- The Washington Times - Tuesday, October 26, 2010

A lot of news in recent days has centered on you, more specifically your personal demographic information — age, sex, interests, shopping preferences, etc. — and how easily it is passed between online services and companies that want to use that information, sometimes attached to identifying data about you. Among the places where such information can be “scraped,” as the term goes, are the online communities MySpace and Facebook.

The Wall Street Journal has done the yeoman’s share of investigating and reporting on this, and they are to be commended for their enterprise. As many people responded when contacted by a reporter, it’s a surprise to find that your information is floating around.

The situation is complex and multilayered: People who use online services, who browse the Web for everything from scrapbooking tips to recipes for sauteed turbot and beyond, are natural targets for marketing. The old business adage, “About half of my advertising works; trouble is, I don’t know which half,” is obsolete now. A marketer can find the most qualified prospects for their wares easily. That’s good news for business owners seeking to gain an advantage in this choppy economy.

However, it’s important to consumers that they know what’s going on. The accusation against Facebook and MySpace is that in some applications associated with these services share “user IDs,” and sometimes those of one’s online friends, with outside marketers. Those IDs can be searched and the name and other key information about a user can be found, the Journal’s report asserted.

Many of the applications are popular online games, including FarmVille, Texas HoldEm Poker, and FrontierVille — each with millions or tens of millions of users.

What to do? Well, part of that depends on your likes and dislikes. I’ve never really been one for online gaming, but there are people who are FarmVille aficionados, or huge fans of MafiaWars and similar games. My personal thought would be to avoid these for now. If you must engage with these applications, be careful.

There’s a page online at Facebook, www.facebook.com/security, that offers all sorts of tips on staying safe, as well as a quiz that will help you learn about the security features Facebook offers.

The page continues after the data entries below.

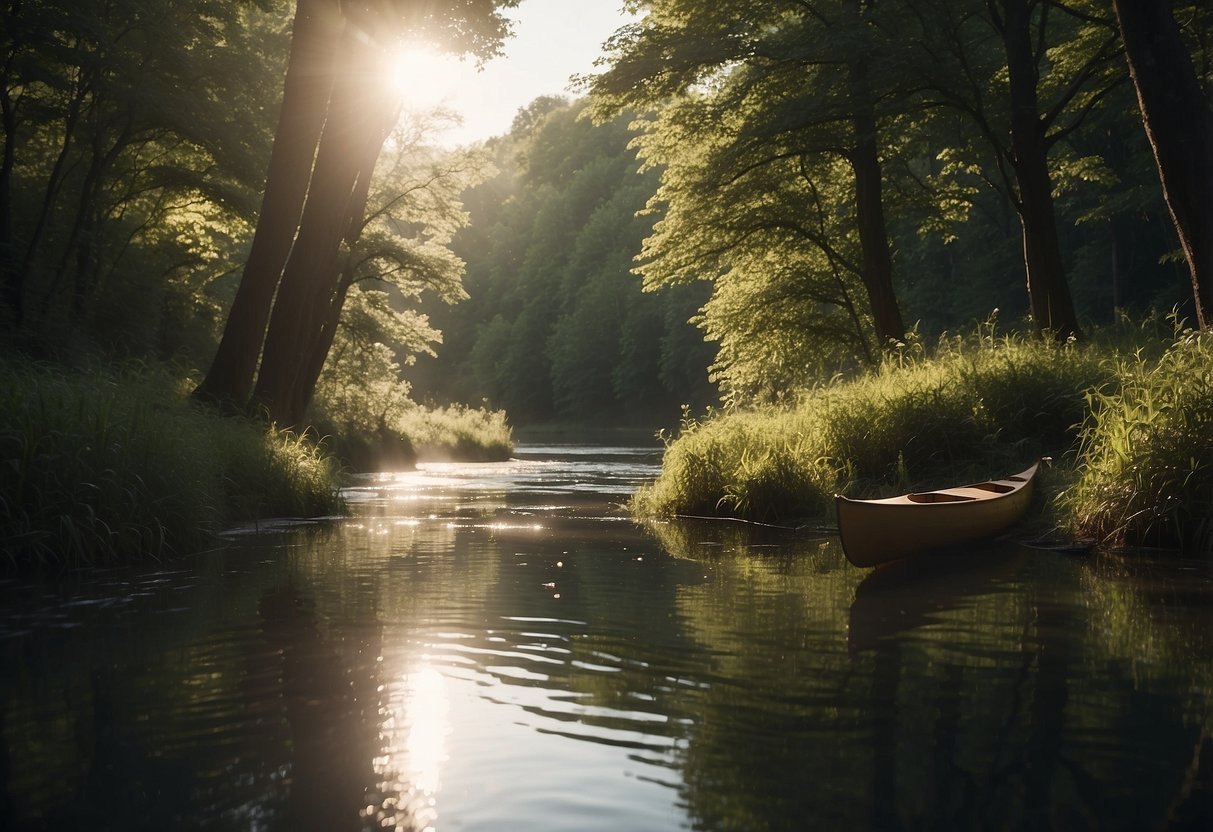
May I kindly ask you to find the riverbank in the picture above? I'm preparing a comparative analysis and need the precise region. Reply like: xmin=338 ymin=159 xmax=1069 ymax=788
xmin=632 ymin=332 xmax=1213 ymax=554
xmin=0 ymin=359 xmax=512 ymax=568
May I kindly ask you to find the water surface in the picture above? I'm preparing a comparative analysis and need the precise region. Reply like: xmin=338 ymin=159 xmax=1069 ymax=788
xmin=0 ymin=445 xmax=1213 ymax=831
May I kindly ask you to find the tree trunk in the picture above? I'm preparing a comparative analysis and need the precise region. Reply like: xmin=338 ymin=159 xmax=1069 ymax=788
xmin=194 ymin=0 xmax=340 ymax=410
xmin=254 ymin=25 xmax=383 ymax=427
xmin=1112 ymin=0 xmax=1213 ymax=329
xmin=292 ymin=154 xmax=380 ymax=408
xmin=1002 ymin=0 xmax=1081 ymax=338
xmin=848 ymin=0 xmax=906 ymax=349
xmin=0 ymin=87 xmax=17 ymax=329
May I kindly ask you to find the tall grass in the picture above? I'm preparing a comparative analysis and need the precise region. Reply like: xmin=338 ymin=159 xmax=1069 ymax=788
xmin=398 ymin=405 xmax=514 ymax=462
xmin=1060 ymin=332 xmax=1213 ymax=554
xmin=633 ymin=329 xmax=1111 ymax=520
xmin=0 ymin=361 xmax=340 ymax=564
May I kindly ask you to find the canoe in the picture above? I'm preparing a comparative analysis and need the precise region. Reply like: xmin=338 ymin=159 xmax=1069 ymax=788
xmin=836 ymin=462 xmax=1041 ymax=566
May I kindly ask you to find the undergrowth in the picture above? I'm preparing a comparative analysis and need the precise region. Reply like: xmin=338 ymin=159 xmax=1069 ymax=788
xmin=1059 ymin=332 xmax=1213 ymax=554
xmin=0 ymin=361 xmax=341 ymax=565
xmin=633 ymin=330 xmax=1114 ymax=520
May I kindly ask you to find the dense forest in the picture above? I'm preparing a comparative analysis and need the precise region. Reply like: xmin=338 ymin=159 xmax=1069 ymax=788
xmin=0 ymin=0 xmax=1213 ymax=423
xmin=414 ymin=98 xmax=716 ymax=427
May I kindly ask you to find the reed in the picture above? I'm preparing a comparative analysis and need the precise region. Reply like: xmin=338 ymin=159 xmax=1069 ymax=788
xmin=0 ymin=360 xmax=341 ymax=565
xmin=633 ymin=327 xmax=1112 ymax=520
xmin=397 ymin=405 xmax=514 ymax=462
xmin=1059 ymin=332 xmax=1213 ymax=555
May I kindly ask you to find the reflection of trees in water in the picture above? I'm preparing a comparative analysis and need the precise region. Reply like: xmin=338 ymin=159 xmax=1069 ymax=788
xmin=662 ymin=530 xmax=1213 ymax=830
xmin=0 ymin=513 xmax=1213 ymax=830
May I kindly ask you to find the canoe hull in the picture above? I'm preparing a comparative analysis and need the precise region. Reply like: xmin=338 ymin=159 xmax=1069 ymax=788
xmin=837 ymin=465 xmax=1038 ymax=566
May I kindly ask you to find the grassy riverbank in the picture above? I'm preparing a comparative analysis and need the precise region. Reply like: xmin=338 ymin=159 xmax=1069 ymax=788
xmin=0 ymin=361 xmax=342 ymax=565
xmin=633 ymin=334 xmax=1213 ymax=552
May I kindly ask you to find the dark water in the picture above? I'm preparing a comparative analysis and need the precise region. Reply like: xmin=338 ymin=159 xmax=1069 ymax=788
xmin=0 ymin=446 xmax=1213 ymax=831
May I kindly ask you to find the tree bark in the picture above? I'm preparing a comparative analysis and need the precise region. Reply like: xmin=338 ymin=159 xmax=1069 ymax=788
xmin=292 ymin=154 xmax=380 ymax=409
xmin=194 ymin=0 xmax=340 ymax=410
xmin=1002 ymin=0 xmax=1082 ymax=338
xmin=848 ymin=0 xmax=905 ymax=349
xmin=252 ymin=25 xmax=385 ymax=427
xmin=0 ymin=73 xmax=17 ymax=327
xmin=1112 ymin=0 xmax=1213 ymax=329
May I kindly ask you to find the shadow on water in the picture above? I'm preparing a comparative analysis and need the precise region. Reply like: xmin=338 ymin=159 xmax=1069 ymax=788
xmin=0 ymin=446 xmax=1213 ymax=832
xmin=847 ymin=546 xmax=1024 ymax=651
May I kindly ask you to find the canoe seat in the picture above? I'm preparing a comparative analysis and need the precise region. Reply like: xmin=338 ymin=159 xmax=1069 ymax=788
xmin=967 ymin=483 xmax=1015 ymax=494
xmin=906 ymin=491 xmax=976 ymax=502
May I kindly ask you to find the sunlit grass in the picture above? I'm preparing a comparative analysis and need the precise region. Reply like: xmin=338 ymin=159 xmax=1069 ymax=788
xmin=398 ymin=405 xmax=514 ymax=462
xmin=0 ymin=363 xmax=341 ymax=564
xmin=633 ymin=330 xmax=1111 ymax=520
xmin=1060 ymin=332 xmax=1213 ymax=554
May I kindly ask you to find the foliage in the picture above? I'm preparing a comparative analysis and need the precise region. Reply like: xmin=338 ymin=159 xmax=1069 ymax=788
xmin=410 ymin=98 xmax=712 ymax=423
xmin=0 ymin=361 xmax=341 ymax=564
xmin=1060 ymin=332 xmax=1213 ymax=554
xmin=0 ymin=0 xmax=285 ymax=354
xmin=591 ymin=0 xmax=906 ymax=390
xmin=634 ymin=327 xmax=1110 ymax=520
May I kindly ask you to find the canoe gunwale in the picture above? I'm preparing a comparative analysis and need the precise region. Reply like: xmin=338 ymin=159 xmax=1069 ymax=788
xmin=836 ymin=462 xmax=1041 ymax=566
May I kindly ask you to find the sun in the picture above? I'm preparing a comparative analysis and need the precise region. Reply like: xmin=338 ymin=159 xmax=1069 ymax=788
xmin=388 ymin=41 xmax=466 ymax=112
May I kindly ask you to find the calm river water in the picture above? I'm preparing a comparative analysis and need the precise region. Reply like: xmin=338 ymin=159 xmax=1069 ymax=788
xmin=0 ymin=446 xmax=1213 ymax=832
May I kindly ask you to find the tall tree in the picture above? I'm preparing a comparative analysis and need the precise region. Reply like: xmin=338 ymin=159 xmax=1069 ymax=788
xmin=194 ymin=0 xmax=341 ymax=409
xmin=907 ymin=0 xmax=1117 ymax=338
xmin=1112 ymin=0 xmax=1213 ymax=329
xmin=197 ymin=0 xmax=518 ymax=424
xmin=590 ymin=0 xmax=905 ymax=393
xmin=0 ymin=0 xmax=278 ymax=344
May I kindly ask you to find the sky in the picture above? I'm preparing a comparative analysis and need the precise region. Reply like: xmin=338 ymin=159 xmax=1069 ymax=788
xmin=405 ymin=0 xmax=633 ymax=147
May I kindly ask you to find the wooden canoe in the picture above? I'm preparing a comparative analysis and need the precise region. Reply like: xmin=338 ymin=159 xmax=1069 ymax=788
xmin=836 ymin=462 xmax=1041 ymax=566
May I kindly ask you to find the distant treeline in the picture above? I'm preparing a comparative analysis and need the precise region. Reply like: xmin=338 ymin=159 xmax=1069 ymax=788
xmin=417 ymin=0 xmax=1213 ymax=421
xmin=410 ymin=97 xmax=717 ymax=427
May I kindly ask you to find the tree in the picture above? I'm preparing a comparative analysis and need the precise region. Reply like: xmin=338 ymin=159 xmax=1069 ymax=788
xmin=0 ymin=0 xmax=278 ymax=347
xmin=409 ymin=97 xmax=716 ymax=424
xmin=1112 ymin=0 xmax=1213 ymax=329
xmin=194 ymin=0 xmax=341 ymax=409
xmin=197 ymin=0 xmax=518 ymax=424
xmin=588 ymin=0 xmax=905 ymax=394
xmin=907 ymin=0 xmax=1117 ymax=338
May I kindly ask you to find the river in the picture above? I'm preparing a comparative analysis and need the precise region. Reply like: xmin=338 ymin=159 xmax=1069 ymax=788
xmin=0 ymin=445 xmax=1213 ymax=832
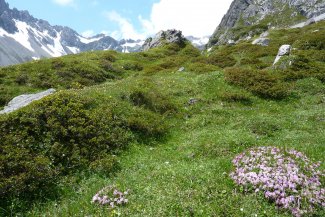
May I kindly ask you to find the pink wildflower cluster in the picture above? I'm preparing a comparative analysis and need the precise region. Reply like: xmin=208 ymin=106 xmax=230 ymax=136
xmin=91 ymin=186 xmax=128 ymax=209
xmin=230 ymin=147 xmax=325 ymax=217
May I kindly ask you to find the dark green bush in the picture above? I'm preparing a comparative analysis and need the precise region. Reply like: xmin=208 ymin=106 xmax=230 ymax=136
xmin=186 ymin=62 xmax=219 ymax=73
xmin=123 ymin=62 xmax=143 ymax=71
xmin=127 ymin=108 xmax=167 ymax=139
xmin=0 ymin=93 xmax=132 ymax=197
xmin=207 ymin=53 xmax=237 ymax=68
xmin=294 ymin=31 xmax=325 ymax=50
xmin=0 ymin=87 xmax=171 ymax=199
xmin=225 ymin=67 xmax=288 ymax=99
xmin=221 ymin=91 xmax=252 ymax=104
xmin=102 ymin=51 xmax=116 ymax=62
xmin=143 ymin=65 xmax=164 ymax=75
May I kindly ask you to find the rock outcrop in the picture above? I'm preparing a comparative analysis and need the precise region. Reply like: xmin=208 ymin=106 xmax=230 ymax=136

MySpace (which, ironically, is owned by News Corp., the Journal’s parent) has its own security pages at http://mysp.ac/9JK80p.

Of course, MySpace and Facebook aren’t the only places where you need to be secure online: the whole Internet is potentially a security minefield. By now, many of us know the basics — avoid giving out your personal information online without being very sure of who is asking for it and be wary of too-good-to-be-true e-mails. I promise, no one has died in a Siberian plane crash, left a multimillion-dollar fortune with no heirs, and you were randomly selected to collect the moolah. There are tons of Web sites and tutorials online where you can learn the basics of Internet safety.

There’s also software that can help, such as Norton Internet Security ($69.99 retail) and Norton 360, ($79.99 retail), both for Windows PC users. NIS will protect you online from a raft of bad things, while the 360 product adds antivirus and other defenses as well as 2 gigabytes of secure online storage. That’s not enough to back up your hard drive, but it can store a lot of basic files. Information on these products can be found at http://us.norton.com/index.jsp.

But wait, there’s more. You can (and, in my view, should) tighten privacy controls on Web browsers to block data harvesting “cookies” from being placed in your Internet browser by the websites you visit. (The Norton programs can block all cookies, if you desire.) And you can just skip those sites and online games that ask for personal information.

And, a service such as LifeLock.com can lock down and monitor your credit files, and flag any suspicious activity, giving you a heads-up on identity theft. It would strike me as cheap insurance to guard your reputation.

The bottom line, as mentioned in this space many times before: You are the person most responsible for your online security. Get educated, and guard your data (and your family’s) online and offline.